Land banking is the practice of aggregating parcels of land for future sale or development.
While in many countries land banking may refer to various private real-estate investment schemes, in the United States it refers to the establishment of quasi-governmental county or municipal authorities purposed with managing an inventory of surplus land.
Land banks are quasi-governmental entities created by counties or municipalities to effectively manage and repurpose an inventory of underused, abandoned, or foreclosed property. They are often chartered to have powers that allow them to accomplish these goals in ways that existing government agencies can not. While the land bank "model" has gained broad support and has been implemented in a number of cities, they are implemented differently so as to best address both municipal needs and the state and local legal context in which they were created.
The period of deindustrialization in the United States coupled with increased suburbanization in the middle of the 20th century left many American cities with large amounts of vacant & blighted industrial, residential, and commercial property.

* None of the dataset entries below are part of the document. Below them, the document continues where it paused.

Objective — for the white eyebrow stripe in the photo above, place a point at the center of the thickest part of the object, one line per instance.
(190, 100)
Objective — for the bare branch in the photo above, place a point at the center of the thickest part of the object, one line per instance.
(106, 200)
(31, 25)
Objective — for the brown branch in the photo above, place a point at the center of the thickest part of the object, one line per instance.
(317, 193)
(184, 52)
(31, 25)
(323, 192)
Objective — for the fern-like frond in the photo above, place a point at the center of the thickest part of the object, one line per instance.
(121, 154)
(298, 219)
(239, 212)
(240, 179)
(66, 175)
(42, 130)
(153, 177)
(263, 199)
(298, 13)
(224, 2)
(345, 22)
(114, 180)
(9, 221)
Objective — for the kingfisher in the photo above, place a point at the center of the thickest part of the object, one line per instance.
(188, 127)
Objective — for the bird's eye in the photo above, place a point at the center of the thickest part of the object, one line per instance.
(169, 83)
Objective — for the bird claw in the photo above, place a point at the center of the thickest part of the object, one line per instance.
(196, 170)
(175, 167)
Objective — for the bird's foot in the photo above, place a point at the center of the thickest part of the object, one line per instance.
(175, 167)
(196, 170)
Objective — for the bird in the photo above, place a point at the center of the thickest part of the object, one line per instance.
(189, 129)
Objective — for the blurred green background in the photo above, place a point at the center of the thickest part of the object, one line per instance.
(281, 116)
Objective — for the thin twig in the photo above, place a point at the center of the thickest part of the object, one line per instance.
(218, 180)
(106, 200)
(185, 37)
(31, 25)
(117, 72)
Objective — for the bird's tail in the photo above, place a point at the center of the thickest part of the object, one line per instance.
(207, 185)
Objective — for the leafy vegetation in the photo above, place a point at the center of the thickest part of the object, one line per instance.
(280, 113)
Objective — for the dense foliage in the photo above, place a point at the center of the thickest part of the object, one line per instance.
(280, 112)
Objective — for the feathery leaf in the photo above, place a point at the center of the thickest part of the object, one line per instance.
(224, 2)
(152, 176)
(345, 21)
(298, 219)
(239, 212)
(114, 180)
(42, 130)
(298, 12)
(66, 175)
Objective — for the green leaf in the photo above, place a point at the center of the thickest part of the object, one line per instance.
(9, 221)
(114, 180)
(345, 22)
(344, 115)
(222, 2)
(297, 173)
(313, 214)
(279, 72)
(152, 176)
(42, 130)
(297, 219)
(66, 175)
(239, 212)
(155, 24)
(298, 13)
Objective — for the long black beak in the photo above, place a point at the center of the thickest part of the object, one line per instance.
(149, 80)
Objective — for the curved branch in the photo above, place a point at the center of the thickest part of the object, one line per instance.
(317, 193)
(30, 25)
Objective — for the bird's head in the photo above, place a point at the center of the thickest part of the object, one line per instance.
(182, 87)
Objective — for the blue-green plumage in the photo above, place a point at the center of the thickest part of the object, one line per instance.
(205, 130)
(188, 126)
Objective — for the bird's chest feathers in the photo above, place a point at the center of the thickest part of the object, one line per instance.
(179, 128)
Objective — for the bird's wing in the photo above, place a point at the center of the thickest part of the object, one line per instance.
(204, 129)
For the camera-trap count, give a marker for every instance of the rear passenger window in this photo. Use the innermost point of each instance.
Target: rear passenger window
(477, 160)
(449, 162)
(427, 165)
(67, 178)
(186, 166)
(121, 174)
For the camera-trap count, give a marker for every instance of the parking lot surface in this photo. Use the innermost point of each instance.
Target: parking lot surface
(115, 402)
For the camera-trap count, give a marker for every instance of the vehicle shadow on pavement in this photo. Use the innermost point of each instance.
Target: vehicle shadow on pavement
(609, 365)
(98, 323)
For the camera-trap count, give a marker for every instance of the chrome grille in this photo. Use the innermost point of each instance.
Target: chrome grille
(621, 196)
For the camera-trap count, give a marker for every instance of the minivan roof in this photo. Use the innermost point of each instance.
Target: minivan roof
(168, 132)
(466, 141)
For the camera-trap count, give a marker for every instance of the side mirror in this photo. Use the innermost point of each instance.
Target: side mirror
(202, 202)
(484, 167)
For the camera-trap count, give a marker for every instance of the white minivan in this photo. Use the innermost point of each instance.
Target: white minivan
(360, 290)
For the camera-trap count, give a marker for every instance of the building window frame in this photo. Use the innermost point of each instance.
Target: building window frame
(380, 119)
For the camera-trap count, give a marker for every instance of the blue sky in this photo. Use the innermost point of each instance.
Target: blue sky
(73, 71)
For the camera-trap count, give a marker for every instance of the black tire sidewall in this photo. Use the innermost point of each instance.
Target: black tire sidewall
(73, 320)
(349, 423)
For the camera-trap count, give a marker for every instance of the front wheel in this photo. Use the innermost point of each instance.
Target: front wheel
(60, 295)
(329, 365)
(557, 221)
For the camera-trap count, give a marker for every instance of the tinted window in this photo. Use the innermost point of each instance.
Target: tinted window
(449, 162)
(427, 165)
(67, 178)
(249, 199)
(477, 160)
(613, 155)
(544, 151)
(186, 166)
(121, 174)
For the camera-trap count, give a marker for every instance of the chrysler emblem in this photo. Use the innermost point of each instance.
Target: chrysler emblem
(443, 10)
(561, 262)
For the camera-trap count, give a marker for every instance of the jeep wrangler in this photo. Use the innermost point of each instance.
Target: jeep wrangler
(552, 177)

Beginning in the early 1970s municipalities began to seek solutions to manage decline or spur revitalization in once prosperous city neighborhoods. The first land bank was created in St. Louis in 1971. While additional municipalities continued to adopt them at a trickle it wasn’t until the mid 2000s that land banks became viewed as a tested, reliable, and accepted model and experienced widespread implementation – particularly after the success of the Genesee County Land Bank. In 2009 the Department of Housing and Urban Development issued a report embracing land banks as a best practices model for municipalities dealing with the effects of the real estate market collapse and the ensuing foreclosure crisis.